Bahamas

Über dieses Projekt

Hurrikan Dorian traf die nördlichen Bahamas mit Windgeschwindigkeiten von rund 300 Stundenkilometern und einer Dauer von 40 Stunden mit voller Wucht. Rund 13.000 Häuser wurden stark beschädigt oder vollständig dem Erdboden gleichgemacht, die Trinkwasser- und Stromversorgung zusammengebrochen und es fehlte an Nahrungsmitteln und medizinischer Versorgung. Über 70.000 Menschen litten unter den gewaltigen Schäden, die der Tropensturm auf Grand Bahama und den Abaco-Inseln angerichtet hatte. 

Luftfahrt ohne Grenzen / Wings of Help (LOG/WoH) brachte mit hohem logistischem Aufwand Hilfsgüter per Schiff direkt von Florida nach Grand Bahama und in die besonders schwer getroffene Region um die Abaco-Inseln. Sechs Stromgeneratoren, Lebensmittel und Babywindeln wurden in Fort Lauderdale an der Ostküste Floridas verladen und direkt nach Freeport, dem Hauptort von Grand Bahama, verschifft. 

Die Hilfe wurde von Frankfurt aus organisiert und mit dem US-Partner Aviation Without Borders (AWB) mit Sitz nahe Washington D.C. koordiniert. Unterstützung kam zudem vom Hamburger Unternehmen Gebr. Heinemann. 

Im März 2020, trotz der erschwerenden Bedingungen durch die aufkommende Corona-Pandemie, kehrte ein Team von LOG/WoH auf die Bahamas zurück.

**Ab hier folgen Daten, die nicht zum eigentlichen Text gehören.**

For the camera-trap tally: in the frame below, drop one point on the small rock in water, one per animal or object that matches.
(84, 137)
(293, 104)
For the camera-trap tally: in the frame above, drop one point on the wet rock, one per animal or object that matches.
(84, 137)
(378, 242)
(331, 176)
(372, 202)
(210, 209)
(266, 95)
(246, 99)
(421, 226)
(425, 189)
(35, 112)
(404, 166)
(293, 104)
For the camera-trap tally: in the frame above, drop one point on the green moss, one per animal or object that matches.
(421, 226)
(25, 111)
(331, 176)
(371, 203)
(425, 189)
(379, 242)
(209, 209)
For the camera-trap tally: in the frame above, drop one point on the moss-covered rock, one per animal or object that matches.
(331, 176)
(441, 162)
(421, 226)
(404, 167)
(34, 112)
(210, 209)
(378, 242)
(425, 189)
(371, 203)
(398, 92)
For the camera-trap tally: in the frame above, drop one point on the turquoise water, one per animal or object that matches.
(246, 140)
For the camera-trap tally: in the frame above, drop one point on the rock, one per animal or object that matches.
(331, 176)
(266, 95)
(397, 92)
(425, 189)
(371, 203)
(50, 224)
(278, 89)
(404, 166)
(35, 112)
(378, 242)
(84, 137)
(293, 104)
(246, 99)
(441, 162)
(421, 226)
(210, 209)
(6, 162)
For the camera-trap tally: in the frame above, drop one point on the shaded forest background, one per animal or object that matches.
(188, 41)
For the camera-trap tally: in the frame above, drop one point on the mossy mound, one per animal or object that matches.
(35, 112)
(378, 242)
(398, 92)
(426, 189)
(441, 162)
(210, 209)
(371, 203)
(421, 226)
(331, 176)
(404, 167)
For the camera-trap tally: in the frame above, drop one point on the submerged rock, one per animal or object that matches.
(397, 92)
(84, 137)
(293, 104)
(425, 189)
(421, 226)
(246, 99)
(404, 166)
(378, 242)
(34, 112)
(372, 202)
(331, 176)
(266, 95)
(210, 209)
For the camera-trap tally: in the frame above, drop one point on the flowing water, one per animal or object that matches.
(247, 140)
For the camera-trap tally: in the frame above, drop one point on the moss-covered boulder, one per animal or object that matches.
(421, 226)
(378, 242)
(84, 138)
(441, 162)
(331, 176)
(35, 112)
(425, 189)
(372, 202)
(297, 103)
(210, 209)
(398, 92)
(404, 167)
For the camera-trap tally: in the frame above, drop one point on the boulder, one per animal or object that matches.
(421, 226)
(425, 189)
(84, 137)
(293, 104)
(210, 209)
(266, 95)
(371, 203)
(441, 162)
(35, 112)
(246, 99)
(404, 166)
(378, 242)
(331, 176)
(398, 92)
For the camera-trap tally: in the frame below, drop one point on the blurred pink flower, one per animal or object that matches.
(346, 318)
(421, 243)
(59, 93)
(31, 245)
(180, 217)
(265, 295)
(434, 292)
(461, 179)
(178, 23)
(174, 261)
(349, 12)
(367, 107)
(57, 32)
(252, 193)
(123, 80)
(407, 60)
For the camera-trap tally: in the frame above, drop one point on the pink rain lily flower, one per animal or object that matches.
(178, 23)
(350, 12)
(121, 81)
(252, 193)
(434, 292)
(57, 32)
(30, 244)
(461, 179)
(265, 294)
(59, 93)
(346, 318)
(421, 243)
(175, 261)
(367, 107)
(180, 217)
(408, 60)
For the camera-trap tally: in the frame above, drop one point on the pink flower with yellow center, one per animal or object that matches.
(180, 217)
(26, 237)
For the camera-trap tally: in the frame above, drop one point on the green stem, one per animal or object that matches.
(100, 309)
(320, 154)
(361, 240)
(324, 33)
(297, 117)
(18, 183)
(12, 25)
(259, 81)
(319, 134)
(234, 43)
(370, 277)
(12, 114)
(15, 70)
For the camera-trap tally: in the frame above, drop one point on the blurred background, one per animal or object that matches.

Die Schäden waren noch immer immens, der Bedarf an Generatoren weiterhin hoch. Neben Hilfsgütern des täglichen Bedarfs brachte LOG/WoH rund 100 Computer für drei Schulen auf Grand Bahama mit – ein Bildungsprojekt, das jungen Menschen auf der Insel neue Perspektiven eröffnet.